Host-based Intrusion Detection System OSSEC

While on my co-op, I was tasked to deploy a HIDS on the servers in order to comply with the information security standard. The previous co-op student had started implementing OSSEC, which stands for Open Source Security. One of the major “selling points” was that it is freeware (GNU General Public License (version 3)). [1]

“OSSEC is a scalable, multi-platform, open source Host-based Intrusion Detection System (HIDS). It has a powerful correlation and analysis engine, integrating log analysis, file integrity checking, Windows registry monitoring, centralized policy enforcement, rootkit detection, real-time alerting and active response.” [1]

The server was relatively easy to set up (I wasn’t that comfortable with Ubuntu when I first started) and the OSSEC agent was very easy to install. First, you set up the server and create agents that have a hostname, and IP address, and an ID that you give them. Once you have the agents registered on the server, you extract the security key from the server and copy/paste from PuTTY into the OSSEC Windows agent window. After that it’s as simple as starting up the agent to begin protecting the server.

OSSEC saves daily log files in a compressed format on the server (.tar.gz if I remember correctly). These can get rather large, even when compressed, after a period of time. Luckily, our security standard only called for 3 months of record keeping.
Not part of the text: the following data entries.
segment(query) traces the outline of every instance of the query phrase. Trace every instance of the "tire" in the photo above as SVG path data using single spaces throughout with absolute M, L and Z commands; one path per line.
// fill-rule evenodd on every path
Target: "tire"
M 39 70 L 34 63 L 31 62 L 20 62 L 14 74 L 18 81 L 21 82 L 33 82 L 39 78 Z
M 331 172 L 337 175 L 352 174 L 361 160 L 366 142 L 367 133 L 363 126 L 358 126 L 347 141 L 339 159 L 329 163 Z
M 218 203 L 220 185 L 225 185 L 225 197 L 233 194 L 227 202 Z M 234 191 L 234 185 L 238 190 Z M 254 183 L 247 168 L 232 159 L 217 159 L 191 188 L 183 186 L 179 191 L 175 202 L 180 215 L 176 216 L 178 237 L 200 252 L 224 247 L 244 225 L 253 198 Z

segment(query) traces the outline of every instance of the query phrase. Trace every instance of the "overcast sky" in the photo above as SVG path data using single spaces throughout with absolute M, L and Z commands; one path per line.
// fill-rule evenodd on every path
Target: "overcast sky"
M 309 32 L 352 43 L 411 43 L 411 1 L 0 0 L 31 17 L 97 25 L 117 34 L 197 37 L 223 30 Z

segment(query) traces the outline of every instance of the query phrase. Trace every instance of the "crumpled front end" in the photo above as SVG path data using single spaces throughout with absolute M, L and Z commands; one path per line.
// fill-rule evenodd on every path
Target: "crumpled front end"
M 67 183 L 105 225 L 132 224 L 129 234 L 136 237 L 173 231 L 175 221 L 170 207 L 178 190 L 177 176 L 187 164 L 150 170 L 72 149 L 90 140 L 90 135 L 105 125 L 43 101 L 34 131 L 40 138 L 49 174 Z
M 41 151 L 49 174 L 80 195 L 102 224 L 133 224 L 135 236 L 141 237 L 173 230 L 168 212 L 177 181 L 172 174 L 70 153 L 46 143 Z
The downside of this software is the huge number of false positives it generates. The way OSSEC rates threats is assigning a ‘level’ to the event that occurs between 0 and 15. Generally level 7 and below are harmless and levels 10 – 15 are what you want to be apprised of. Our standard however, required us to log EVERYTHING. This meant thousands of redundant WINDOWS AUDIT FAILURE events saved to the logs. There is a way to manually edit the configuration file to ignore certain event codes (like Windows Audit Failure) but again, we were required to log every single event.
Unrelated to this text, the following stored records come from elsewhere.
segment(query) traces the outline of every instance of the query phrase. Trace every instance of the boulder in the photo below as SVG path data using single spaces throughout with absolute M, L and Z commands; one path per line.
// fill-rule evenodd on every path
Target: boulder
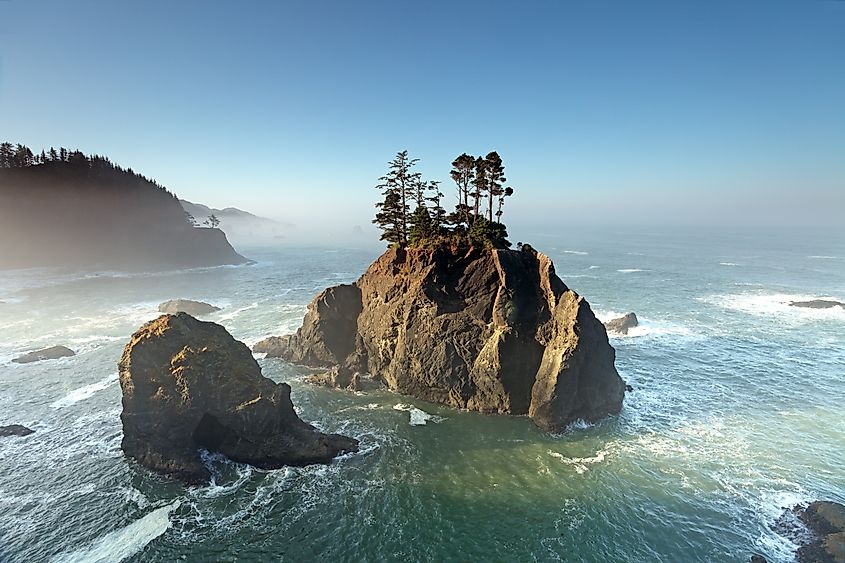
M 35 430 L 22 426 L 20 424 L 10 424 L 9 426 L 0 426 L 0 438 L 6 436 L 29 436 L 34 434 Z
M 70 348 L 65 348 L 64 346 L 50 346 L 49 348 L 44 348 L 42 350 L 27 352 L 23 356 L 18 356 L 12 361 L 16 364 L 28 364 L 31 362 L 40 362 L 43 360 L 57 360 L 59 358 L 66 358 L 75 355 L 76 352 L 74 352 Z
M 762 555 L 757 555 L 756 553 L 751 556 L 751 563 L 768 563 L 766 558 Z
M 810 301 L 790 301 L 793 307 L 804 307 L 806 309 L 831 309 L 833 307 L 842 307 L 845 309 L 845 303 L 833 301 L 831 299 L 811 299 Z
M 265 469 L 329 463 L 357 450 L 357 440 L 303 422 L 290 387 L 264 377 L 245 344 L 186 313 L 142 326 L 118 368 L 123 451 L 185 483 L 210 478 L 202 448 Z
M 615 351 L 587 301 L 530 246 L 390 248 L 352 285 L 308 307 L 296 334 L 254 351 L 333 368 L 321 384 L 364 376 L 462 409 L 529 415 L 560 431 L 622 407 Z
M 604 327 L 610 332 L 617 332 L 619 334 L 628 334 L 628 329 L 639 326 L 640 321 L 634 313 L 627 313 L 626 315 L 613 319 L 604 323 Z
M 208 315 L 220 311 L 220 307 L 215 307 L 202 301 L 191 301 L 190 299 L 171 299 L 165 301 L 158 306 L 159 313 L 168 313 L 175 315 L 176 313 L 188 313 L 192 316 Z
M 813 534 L 798 548 L 798 562 L 845 563 L 845 506 L 815 501 L 796 513 Z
It is very time consuming to read through the hundreds of pages of logs and look for threats, so I looked for log consolidation software that would help organize it better and make it more readable and I found Logwatch. Logwatch broke the logs up into sections and sent a daily email with its report. This was OK for a couple days but when I had all 8 servers reporting to the OSSEC server, the log sizes grew very large and the email server cut the attachment automatically.